Open circuit voltage (OCV) has a considerable influence on the accuracy of battery state of charge (SOC) estimation. Three efforts have been made to reconstruct OCV for SOC estimation of lithium ion batteries in this study: (1) A new parameter backtracking strategy is proposed for online parameter identification using the recursive least square (RLS) algorithm to obtain stable OCV, which significantly reduces the jitters occurring in OCV identification results. (2) Historical experimental data of lithium ion batteries are used to derive baseline OCV curve and determine constraint boundaries, then an extended Kalman filter (EKF) is employed as a state observer to estimate the SOC for the same types of the batteries that have not been tested. (3) The OCV-SOC curve is reconstructed based on the accumulated online parameter identification and SOC estimation results. The OCV curve can be locally reconstructed even when the accumulated data only cover a partial range of SOC, which is suitable for electric vehicle (EV) operation conditions.

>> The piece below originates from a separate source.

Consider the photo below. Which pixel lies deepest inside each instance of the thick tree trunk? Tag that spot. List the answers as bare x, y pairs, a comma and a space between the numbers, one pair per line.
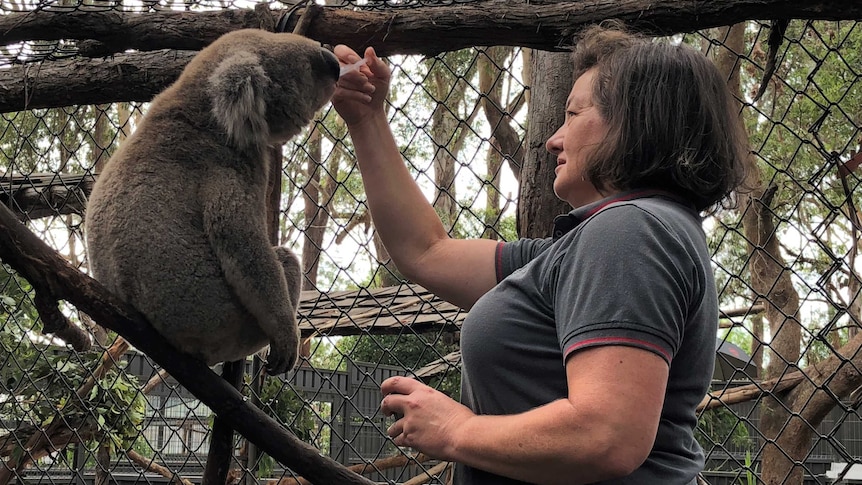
538, 205
771, 282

Once the OCV curve is reconstructed, the response surface model of OCV-SOC-Capacity is applied to update battery capacity. In this way, the OCV curve can be gradually reconstructed from high SOC to low SOC during battery discharging process. The use of the reconstructed OCV curve to estimate SOC significantly improves the SOC estimation accuracy with the maximum error less than 3% for EV operation conditions.

Suggested Citation

  • Chen, Xiaokai & Lei, Hao & Xiong, Rui & Shen, Weixiang & Yang, Ruixin, 2019. "A novel approach to reconstruct open circuit voltage for state of charge estimation of lithium ion batteries in electric vehicles," Applied Energy, Elsevier, vol. 255(C).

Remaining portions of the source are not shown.